念瑶哭丧个脸,瑟瑟发抖抱着膝盖,蹲在城隍庙大门前等出租车。
“阿嚏——”
她两边脸蛋被冻得通红,鼻子被纸巾擦得发疼。心里已经够委屈了,还要被姓邢的嘲笑弱不禁风。
念瑶腹诽他活该没女朋友!
邢野这个不靠谱的,车开出来之前都没注意油表。当然也怪她不好,走得太急,都忘记拿件外套。
金星伴月已经结束,夜深后天空拢起乌云。星星的轨道离月亮越走越远,她的实验也宣告失败。
念瑶重新回到了去年许愿的地方,重新点燃香火,虔诚祈祷。可手机里的软件没有任何变化。
她发现城隍庙里真的有好多小猫,可住持道长却告诉她,庙里八只猫他全都认识,唯一一只三花,两年前就胖得像煤气罐了!没一只符合她的描述。
不过道长人特别好,替她画了幅寻猫启事,贴在月老殿外,安慰她如果有缘,定会再见。
念瑶遗憾点了点头,拍下可爱的寻猫启事,发了条朋友圈。
线索又中断了。
念瑶沮丧回到酒店。
她洗了个澡,昏昏沉沉,躺在浴缸里差点睡去。一大早从京市赶到申城,又经历了那么多事,身体积累了太多疲倦……可是还不能休息。
按照BDA的惯例,官网往往会在发布会召开之前,提前一天把名单公布。念瑶想在第一时间得到消息。
但现在都十一点半了,今年的名单竟然迟迟没有公布……
眼皮越来越重,视线开始重叠,念瑶掐着自己保持清醒,疲惫趴在电脑桌前,不断刷新页面。
她偏过头,侧脸躺在手臂,望向窗外。超百层的高楼林立,申城的夜景繁华依旧,这么多年,好像什么都变了,又好像一点也没有变。
念瑶无端地想,如果她能和傅璟言一样理性,现在就应该去睡觉的。
毕竟结果总会揭晓,明天的发布会和晚宴,更需要她保持完美状态。
所以不是谁都能成为傅璟言。
她就是想等。心里记挂的东西,她没办法用理性权衡。
十二点的时候,仍旧没有消息。
一点,两点……念瑶逐渐觉得自己这行为好像有病。
三点的时候,她险些睡着,幸好被笔记本的低电量提示惊醒。
插上电源,刷新屏幕,还是没有消息。主办方像在和她怄气,好像在比谁率先放弃。
念瑶死犟,干脆不睡。她进浴室洗漱,直接换上了第二天要穿的衣服。
直到凌晨四点,官网终于发布新的消息。念瑶揉干净眼,单击鼠标,页面的点击量甚至才只有2。

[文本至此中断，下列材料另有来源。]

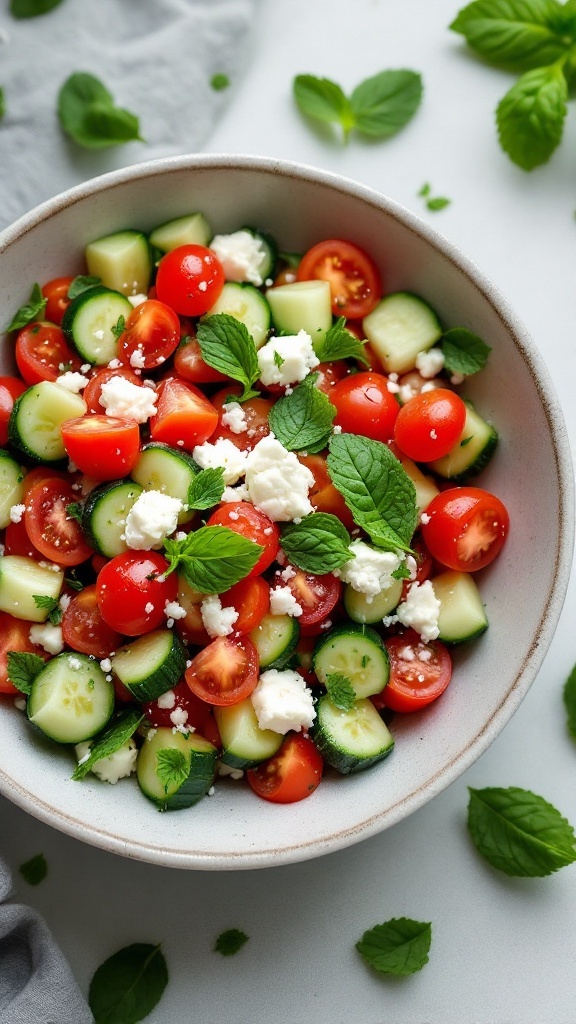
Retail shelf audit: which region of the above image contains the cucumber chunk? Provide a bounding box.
[27,651,114,743]
[136,728,217,811]
[312,693,394,775]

入围名单不长不短,她屏住呼吸,以最小的幅度拨动滚轮。
浑身的肌肉张紧,甚至能清晰感觉到脉搏在血管涌动。每往下一点,都更激烈一分。
剧烈的心跳将她全身笼罩。
终于,终于。
她看到了环城的名字。
念瑶终于笑了。
她仰靠在椅背,任由一切疲惫席卷而来,浑身酸软,仿佛一场漫长的冒险结束。她伸了个很舒服的懒腰,望着空白的天花板。
笑着笑着,又有点想哭。
深呼吸控制情绪,她慢慢转着脑袋,望向窗外。广播电视塔的光线早就熄灭,只有几间写字楼还亮着灯。
忽然想起高考那年。
妈妈问她,喜欢京市还是申城。念瑶想也没想就说,当然是申城。京市给她留下的回忆都太痛苦了,她一直想用时间冲淡回忆。
高中给邢野当跟班那几年,他总说,她太听话,没主见,像根乖巧而无用的木头,这很没劲。

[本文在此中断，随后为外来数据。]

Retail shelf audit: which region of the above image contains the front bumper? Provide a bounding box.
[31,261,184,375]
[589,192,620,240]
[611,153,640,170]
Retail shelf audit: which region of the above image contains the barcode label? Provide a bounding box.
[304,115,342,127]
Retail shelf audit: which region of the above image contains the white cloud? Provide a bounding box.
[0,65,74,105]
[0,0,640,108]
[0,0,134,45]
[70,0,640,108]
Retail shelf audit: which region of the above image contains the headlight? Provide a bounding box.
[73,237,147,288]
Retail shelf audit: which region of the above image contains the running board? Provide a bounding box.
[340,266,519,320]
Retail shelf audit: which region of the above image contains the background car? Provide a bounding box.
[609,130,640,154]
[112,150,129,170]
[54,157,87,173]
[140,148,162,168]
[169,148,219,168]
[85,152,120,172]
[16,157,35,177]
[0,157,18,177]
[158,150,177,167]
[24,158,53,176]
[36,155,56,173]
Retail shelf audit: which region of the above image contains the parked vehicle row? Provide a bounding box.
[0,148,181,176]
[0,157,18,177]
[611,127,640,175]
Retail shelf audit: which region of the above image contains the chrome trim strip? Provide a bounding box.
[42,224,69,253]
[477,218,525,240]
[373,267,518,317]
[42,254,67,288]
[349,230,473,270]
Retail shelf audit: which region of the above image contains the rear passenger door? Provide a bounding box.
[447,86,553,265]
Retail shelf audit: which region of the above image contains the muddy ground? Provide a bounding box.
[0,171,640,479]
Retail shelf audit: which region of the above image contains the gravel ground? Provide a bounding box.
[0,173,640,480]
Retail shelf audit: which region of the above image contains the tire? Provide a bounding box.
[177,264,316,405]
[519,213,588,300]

念瑶觉得他也有病,小跟班不就是负责听话的么?有那么多劲不如多刷两套题!
于是后来她有主见了一把,倒反天罡,骑在了邢野头上。
她闭关苦练,在邢野最拿手的游戏里打赢了他,直接把他按在地上摩擦,一跃从小跟班晋升为大姐大。
她考去了自己想去的大学,填志愿时没跟任何人说,删掉了父亲从小灌输的建筑,选了个自己感兴趣的专业。
对她而言,那种大声说出自己想要什么的行为,十分新鲜。可真正得到的那一瞬间,血液沸腾,感慨万千。

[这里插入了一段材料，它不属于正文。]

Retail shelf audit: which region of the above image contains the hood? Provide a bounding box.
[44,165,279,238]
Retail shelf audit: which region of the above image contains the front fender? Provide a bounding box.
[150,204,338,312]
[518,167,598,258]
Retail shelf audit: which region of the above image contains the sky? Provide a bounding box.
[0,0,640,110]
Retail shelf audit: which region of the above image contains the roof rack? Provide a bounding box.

念瑶想把好消息分享出去,可现在这个时间,她不能打扰别人。
而且仔细想想,她好像也没有谁值得特别分享……
掐掉屏幕,手机却忽然震动,一通电话打了进来。
念瑶揉了揉迷糊的眼,心跳骤然收缩,怎么也没想到,是傅璟言。
一定是熬夜熬太久了。才发现脸颊好烫,心率好快,念瑶匆匆合上电脑,圈起膝盖,窝在椅子上按下接听。
“喂……傅璟言?”
夜色太深,她声音倦了,没剩多少力气,听上去又轻又软,格外昵人。
凌晨四点,熟悉的嗓音从听筒里传来,合着窗外无声汹涌的江景,好像这世界,就剩他们两个还没有睡。
傅璟言问:“看到结果了吗。”
“嗯,刚刚看到。”
刚止住泪的眼眶又有些热,念瑶拿袖口遮着鼻音,反问他工作是不是很忙,怎么这么晚还没有睡。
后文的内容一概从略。